Attorney John E Deaton Highlights the SEC’s Definition Gap

  • Deaton sheds light on investment contracts in the context of digital assets.
  • John E Deaton: Hinman`s speech had substantial input from top officials within the SEC.

In the ongoing legal dispute between the Securities and Exchange Commission (SEC) and Ripple, prominent attorney John E Deaton has raised compelling arguments against the SEC’s classification of digital assets as securities. Deaton asserts that labeling tokens as securities is intellectually lazy and constitutionally questionable, drawing attention to the evolving nature of digital assets in today’s cyberspace.

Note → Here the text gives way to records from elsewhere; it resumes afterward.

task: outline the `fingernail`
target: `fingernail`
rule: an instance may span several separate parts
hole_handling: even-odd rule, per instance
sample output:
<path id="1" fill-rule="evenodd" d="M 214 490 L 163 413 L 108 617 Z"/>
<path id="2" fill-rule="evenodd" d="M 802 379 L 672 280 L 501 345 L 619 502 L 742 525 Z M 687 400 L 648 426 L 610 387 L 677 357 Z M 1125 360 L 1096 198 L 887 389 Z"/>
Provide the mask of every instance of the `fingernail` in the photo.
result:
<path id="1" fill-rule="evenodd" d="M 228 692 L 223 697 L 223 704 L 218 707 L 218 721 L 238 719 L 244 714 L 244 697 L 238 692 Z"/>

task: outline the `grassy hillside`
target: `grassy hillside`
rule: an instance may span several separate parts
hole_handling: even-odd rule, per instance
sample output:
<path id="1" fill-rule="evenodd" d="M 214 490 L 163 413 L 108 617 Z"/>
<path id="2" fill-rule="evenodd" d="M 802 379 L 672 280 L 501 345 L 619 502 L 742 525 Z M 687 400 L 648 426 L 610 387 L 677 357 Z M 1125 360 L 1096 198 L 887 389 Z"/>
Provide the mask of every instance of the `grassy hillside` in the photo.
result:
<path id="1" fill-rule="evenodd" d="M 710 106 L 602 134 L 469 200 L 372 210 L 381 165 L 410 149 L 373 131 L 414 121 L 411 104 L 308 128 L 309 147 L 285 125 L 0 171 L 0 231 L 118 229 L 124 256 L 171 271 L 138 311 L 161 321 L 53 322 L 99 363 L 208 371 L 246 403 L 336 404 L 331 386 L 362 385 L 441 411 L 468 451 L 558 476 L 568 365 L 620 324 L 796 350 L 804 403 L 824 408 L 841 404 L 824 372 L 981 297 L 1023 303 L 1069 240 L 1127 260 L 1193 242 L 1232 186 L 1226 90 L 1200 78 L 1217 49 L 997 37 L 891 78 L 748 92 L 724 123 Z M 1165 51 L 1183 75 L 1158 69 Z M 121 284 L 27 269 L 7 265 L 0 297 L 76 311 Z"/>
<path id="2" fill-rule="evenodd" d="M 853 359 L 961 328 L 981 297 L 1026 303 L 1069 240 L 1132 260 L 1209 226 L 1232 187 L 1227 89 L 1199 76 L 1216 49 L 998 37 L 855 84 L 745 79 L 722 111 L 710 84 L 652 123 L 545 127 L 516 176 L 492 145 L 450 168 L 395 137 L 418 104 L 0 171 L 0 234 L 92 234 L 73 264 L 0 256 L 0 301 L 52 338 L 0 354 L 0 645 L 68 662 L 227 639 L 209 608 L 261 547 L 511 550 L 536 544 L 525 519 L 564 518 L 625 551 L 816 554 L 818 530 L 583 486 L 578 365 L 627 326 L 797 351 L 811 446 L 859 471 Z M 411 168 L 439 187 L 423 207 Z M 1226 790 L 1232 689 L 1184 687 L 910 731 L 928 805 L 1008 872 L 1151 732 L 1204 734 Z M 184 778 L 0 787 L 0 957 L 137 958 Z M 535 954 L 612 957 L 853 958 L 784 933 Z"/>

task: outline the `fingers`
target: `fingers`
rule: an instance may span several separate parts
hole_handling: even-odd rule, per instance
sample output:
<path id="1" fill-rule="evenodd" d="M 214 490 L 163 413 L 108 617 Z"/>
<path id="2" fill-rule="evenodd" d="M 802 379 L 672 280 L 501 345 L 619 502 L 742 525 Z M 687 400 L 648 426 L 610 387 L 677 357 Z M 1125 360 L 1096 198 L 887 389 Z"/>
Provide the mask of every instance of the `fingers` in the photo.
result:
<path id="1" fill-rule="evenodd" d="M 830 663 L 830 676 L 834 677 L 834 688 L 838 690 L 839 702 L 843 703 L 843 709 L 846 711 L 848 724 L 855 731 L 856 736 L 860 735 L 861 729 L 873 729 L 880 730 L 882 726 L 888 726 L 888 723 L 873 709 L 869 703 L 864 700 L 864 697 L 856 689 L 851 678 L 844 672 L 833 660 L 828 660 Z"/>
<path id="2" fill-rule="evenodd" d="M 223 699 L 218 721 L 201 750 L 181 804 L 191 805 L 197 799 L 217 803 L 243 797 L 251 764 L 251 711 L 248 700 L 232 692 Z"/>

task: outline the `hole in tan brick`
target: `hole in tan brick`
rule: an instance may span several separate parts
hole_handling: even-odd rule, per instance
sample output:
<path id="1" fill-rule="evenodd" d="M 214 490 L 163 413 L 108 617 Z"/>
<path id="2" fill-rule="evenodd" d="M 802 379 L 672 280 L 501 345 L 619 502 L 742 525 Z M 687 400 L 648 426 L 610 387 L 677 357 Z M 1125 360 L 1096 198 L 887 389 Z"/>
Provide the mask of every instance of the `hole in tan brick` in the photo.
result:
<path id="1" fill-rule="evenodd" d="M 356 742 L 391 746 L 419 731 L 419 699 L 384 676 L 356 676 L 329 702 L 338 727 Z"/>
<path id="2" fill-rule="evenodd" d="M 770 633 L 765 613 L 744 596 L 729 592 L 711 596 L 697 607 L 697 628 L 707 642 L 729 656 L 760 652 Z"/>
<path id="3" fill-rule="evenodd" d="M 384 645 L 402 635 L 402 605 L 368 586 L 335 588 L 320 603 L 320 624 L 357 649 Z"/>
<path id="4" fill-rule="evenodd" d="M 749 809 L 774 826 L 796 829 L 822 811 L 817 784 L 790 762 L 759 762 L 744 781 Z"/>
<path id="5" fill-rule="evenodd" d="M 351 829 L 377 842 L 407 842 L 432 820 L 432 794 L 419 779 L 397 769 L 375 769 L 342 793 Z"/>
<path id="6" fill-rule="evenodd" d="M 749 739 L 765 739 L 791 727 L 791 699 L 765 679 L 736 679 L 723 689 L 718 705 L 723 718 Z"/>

According to the attorney, digital assets are merely lines of code existing in the realm of cyberspace. Deaton believes that appellate courts will reject the SEC’s overreach and recognize the distinction between digital assets and securities.

The attorney also sheds light on the legal term “investment contract,” which he claims is widely misunderstood, especially on social media. Deaton emphasizes that the term originated from state law and was adopted by Congress in the Securities Act of 1933. He argues that the Howey Test needs to adequately address the unique characteristics of digital assets.

Deaton further points out that the SEC’s definition of securities does not explicitly include digital assets or software code. He highlights that the only relevant term in the SEC’s cases against Telegram, Kik,, and Ripple is the “investment contract.” He cites the Supreme Court’s Howey case of 1946, where the court defined what constitutes an investment contract.

In another related instance, attorney Deaton expresses his strong disagreement on Twitter with the notion that former SEC Director of Corporation Finance William Hinman’s 2018 speech was merely his opinion. Deaton pointed out that the controversial speech, which played a significant role in shaping the regulatory landscape for cryptocurrencies, had substantial input from top officials within the SEC.

According to Deaton, the speech was not so much an expression of Hinman’s private views as a product of collective deliberation, based on records that revealed 52 separate drafts shared over 63 emails between Hinman and high-ranking SEC officials.